In a recent behind-the-scenes video, CEO of Microsoft Flight Simulator Jorg Neumann took a field trip to the Smithsonian National Air and Space Museum in Washington, D.C. The stated objective was to promote the games'' 40th anniversary update, which will include iconic aircraft like the Spirit of St. Louis and the Wright Flyer in the game in November. Neumann also revealed that he and his team are planning an even bigger addition Space Shuttle Discovery.
In an interview, Neumann spoke with Polygon on flew to Washington and had exactly that same conversation with people who actually have a Space Shuttle. In an interview, I have to sign a contract, and it will take a while. However, can we? Is it appropriate to?
The 40th Anniversary Edition of Microsoft Flight Simulators will be a free upgrade for the base game. It will include a number of new aircraft, including those listed below, as well as a major improvement to its already robust physics system. It is called the Fluid Dynamics Simulation module, which is extremely important for the deployment of two new types of aircraft: helicopters and gliders.
The majority of fixed-wing aircraft that can be piloted in Microsoft Flight Simulator currently receive lift by flying into the wind, utilizing the powerful thrust generated by an engine to generate forward velocity. While the vehicle itself remains still, the helicopters engine spins its wings around the airframe to generate lift. The rotors can be adjusted so that the vehicle''s trajectory may be tilted forward and back, or side to side, to impart velocity. This is the result of the November update.
Gliders require even greater refinement to simulate virtually. This is because these aircraft do not have an engine at all. Instead, pilots must rely on the air around them to achieve both velocity and lift. In fact, he began flying them in his teens.
Neumann claims that when you fly over there, you get the senses that the air is rising, and you can then fly your glider into that and gradually spiral out. [...] It''s a bit different from what we have done so far.
When you''re attempting to land a glider, it''s important to have a little effort to get you moving up and out of a bad landing. Make a mistake and youll need to drop weight in the form of ballast, usually water, in order to get enough lift to try and land somewhere else.

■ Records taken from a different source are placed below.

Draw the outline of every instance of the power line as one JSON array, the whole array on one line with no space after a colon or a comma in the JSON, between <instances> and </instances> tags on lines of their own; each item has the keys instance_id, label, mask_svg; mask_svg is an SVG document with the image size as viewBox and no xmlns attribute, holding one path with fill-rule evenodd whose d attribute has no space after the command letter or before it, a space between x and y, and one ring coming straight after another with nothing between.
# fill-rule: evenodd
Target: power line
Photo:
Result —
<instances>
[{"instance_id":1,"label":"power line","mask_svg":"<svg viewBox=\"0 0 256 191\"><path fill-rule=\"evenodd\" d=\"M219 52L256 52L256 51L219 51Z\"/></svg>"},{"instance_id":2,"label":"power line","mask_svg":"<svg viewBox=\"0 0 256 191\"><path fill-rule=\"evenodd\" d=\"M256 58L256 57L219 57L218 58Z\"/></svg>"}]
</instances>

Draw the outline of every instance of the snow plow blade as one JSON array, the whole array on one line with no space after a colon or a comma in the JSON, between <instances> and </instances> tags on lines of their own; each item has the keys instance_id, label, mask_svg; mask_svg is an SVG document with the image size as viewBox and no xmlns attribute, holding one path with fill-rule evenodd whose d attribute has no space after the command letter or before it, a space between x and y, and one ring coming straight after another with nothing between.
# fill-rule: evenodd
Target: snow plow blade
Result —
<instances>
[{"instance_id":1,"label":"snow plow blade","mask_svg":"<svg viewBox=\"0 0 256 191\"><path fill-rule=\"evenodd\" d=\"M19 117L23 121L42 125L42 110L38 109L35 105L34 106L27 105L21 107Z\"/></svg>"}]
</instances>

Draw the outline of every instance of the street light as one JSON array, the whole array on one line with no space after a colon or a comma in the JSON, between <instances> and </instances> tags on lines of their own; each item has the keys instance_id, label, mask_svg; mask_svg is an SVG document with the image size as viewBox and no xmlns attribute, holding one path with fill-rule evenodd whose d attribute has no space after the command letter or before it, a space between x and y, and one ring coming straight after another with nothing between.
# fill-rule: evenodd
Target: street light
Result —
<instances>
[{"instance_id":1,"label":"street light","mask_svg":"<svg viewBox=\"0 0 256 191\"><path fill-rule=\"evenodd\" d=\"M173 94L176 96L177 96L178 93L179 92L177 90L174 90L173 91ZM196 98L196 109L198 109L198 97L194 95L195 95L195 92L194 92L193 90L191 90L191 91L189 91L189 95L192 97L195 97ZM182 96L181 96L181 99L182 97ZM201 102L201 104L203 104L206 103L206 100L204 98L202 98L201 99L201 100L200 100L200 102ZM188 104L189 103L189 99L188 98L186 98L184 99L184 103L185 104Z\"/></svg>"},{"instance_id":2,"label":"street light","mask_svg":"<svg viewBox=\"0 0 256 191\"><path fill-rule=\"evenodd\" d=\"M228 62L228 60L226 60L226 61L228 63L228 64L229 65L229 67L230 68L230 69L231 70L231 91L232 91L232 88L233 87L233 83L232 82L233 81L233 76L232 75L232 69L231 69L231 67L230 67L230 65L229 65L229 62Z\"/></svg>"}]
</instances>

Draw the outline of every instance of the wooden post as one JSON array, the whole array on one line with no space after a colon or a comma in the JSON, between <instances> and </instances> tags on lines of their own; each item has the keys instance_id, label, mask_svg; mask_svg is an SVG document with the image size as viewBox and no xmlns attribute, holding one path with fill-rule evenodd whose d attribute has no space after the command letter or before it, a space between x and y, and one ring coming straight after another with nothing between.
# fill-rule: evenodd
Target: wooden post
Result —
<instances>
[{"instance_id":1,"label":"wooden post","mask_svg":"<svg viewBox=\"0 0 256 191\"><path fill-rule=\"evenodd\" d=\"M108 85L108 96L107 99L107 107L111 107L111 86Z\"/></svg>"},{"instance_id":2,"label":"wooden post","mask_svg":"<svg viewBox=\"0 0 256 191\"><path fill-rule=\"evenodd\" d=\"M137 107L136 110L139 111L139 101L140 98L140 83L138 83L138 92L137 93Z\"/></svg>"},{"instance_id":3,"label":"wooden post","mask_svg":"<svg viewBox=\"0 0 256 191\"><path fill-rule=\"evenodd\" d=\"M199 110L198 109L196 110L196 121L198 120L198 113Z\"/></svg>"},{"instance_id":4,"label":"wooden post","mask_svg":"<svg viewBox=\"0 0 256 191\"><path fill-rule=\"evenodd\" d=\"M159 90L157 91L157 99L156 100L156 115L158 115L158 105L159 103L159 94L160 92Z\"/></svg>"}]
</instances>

Neumann said that when I was visiting a field, I missed the airport, as I oftentimes did. All you see is trees and fields, and youre like, OK. Sometimes I had to drop some water to get over the trees just to land.
Once Microsoft Flight Simulator is capable of handling gliders, it is capable of handling the most advanced glider ever, the Space Shuttle.
While a NASA reusable rocket rocket sped into orbit atop massive liquid-fueled rockets, it returned to Earth without any effort, punching through the upper atmosphere at 16,000 miles per hour before reaching a measly 215 miles per hour at touchdown. And unlike baby Jorg Neumann, pilots were unable to drop or a nearby field large enough for a crash landing.
There are no immediate intentions to deliver the Space Shuttle Discovery to Microsoft Flight Simulator at this time. But, after November''s update, the platform will have everything it requires, including, hopefully, a contract with the Air and Space Museum to make it happen.